= Harold Holt (impresario) =

British impresario (1885–1953)

Harold Holt (3 November 1885 – 3 September 1953) was an impresario in England from the 1920s to the early 1950s, who managed many of the great names in the classical music world. He was considered the leading concert agent of his time, and was said to be "the greatest raconteur in London, who wasted away his fortune".

==Biography==
Harold Holt was born in Kimberley, Northern Cape, South Africa on 3 November 1885. His father was a Jewish diamond merchant. He trained as a lawyer, but never practised.

In 1924 he went into partnership with Lionel Powell, who had taken over the firm created by Alfred Schulz-Curtius after the latter's death. (The firm had been founded in 1876 by Schulz-Curtius to promote Richard Wagner's music in England. He later took Lionel Powell into partnership.) Powell died suddenly in 1931, leaving Holt with a mountain of debts and a company to run. It is now known as Askonas Holt.

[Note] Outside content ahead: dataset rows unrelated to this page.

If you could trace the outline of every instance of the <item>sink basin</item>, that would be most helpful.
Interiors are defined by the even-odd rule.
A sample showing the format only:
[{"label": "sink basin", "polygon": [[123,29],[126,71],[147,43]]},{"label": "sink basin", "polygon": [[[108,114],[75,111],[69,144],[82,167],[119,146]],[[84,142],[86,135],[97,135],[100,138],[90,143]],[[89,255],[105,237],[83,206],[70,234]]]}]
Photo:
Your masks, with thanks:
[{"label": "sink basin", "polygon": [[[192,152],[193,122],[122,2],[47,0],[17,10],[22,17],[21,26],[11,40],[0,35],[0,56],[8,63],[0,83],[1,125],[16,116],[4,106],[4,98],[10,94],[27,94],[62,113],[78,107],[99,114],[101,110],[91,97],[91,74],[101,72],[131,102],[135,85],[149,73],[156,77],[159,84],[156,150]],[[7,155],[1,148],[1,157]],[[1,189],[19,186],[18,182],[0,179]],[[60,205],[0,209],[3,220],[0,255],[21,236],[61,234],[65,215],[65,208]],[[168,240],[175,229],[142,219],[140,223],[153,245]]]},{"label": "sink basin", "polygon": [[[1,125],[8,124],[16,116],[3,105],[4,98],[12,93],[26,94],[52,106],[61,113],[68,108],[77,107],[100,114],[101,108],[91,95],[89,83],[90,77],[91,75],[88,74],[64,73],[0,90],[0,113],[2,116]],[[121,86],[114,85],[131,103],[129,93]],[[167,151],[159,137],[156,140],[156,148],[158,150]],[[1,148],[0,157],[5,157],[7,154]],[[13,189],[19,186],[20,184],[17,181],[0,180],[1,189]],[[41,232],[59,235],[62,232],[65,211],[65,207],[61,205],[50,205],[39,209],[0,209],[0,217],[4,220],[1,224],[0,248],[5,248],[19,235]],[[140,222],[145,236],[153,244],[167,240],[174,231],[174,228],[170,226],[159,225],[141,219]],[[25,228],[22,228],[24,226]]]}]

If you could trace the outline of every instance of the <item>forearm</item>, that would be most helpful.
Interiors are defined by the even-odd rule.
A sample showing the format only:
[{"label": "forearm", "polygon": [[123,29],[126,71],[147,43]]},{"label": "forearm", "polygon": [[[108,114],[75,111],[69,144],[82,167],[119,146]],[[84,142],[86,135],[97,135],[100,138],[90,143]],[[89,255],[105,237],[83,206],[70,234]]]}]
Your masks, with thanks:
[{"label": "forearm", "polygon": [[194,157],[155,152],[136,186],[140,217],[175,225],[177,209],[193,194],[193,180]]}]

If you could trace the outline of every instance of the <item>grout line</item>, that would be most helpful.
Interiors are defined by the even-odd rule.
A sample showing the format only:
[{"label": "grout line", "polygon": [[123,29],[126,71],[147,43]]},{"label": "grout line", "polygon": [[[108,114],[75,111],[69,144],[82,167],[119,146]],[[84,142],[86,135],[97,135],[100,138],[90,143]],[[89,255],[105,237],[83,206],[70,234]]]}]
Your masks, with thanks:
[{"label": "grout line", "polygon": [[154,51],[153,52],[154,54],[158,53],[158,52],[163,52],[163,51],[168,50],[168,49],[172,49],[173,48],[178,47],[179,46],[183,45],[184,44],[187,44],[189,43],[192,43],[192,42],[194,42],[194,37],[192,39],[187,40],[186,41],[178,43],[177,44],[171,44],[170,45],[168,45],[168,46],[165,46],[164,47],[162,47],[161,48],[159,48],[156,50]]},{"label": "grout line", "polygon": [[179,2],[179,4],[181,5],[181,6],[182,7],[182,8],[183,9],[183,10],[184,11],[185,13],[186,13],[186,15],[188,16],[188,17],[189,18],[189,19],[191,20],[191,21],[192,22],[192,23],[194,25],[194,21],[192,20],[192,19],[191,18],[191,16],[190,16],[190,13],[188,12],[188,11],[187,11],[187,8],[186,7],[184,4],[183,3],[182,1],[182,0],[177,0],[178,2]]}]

The list of famous names Harold Holt managed was long. It included: Marian Anderson, Feodor Chaliapin, Ania Dorfmann, Amelita Galli-Curci, Beniamino Gigli, Dame Joan Hammond, Ida Haendel, Josef Hassid, Jascha Heifetz, Vladimir Horowitz, Fritz Kreisler, Dora Labbette, John McCormack, Dame Nellie Melba, the young Yehudi Menuhin (in his concerts with Sir Edward Elgar), Grace Moore, Vladimir de Pachmann, Ignacy Jan Paderewski, Gregor Piatigorsky, Rosa Ponselle, Sergei Rachmaninoff, Paul Robeson, Richard Tauber, and Luisa Tetrazzini.

The legend that he scrubbed Enrico Caruso from his list after he refused an offer of $36,000 for 10 appearances is clearly false, as Caruso's career ended in 1920 and he died in the following year, before Holt was in business.

Josef Hassid was said, while confined in a mental institution, to have drawn up a list of the people he would kill if ever he were freed, and Harold Holt was at the top of the list. Musicians would say, jokingly, that Hassid was not all that mad if he wanted to kill Harold Holt. However, Holt had made strong representations to Hassid's medical advisers that his genius was such that the world could not afford to lose him prematurely, and all must be done to cure him.

In consultation with her father, Harold Holt adjusted Ida Haendel's birth year from 1928 to 1923 to make it appear she was five years older than she really was. This was done in order to circumvent Covent Garden's rule prohibiting anyone aged under 14 appearing on stage. The incorrect birth year of 1923 has since appeared in many reference works.

He began the Celebrity Concerts at the Royal Albert Hall. The creation of the London Philharmonic Orchestra, usually attributed to its first conductor Sir Thomas Beecham, was said to have been largely the initiative of Harold Holt.

In 1947 he was the first President of the European Association of Artist Managers (AEAA).

He died on 3 September 1953, aged 67.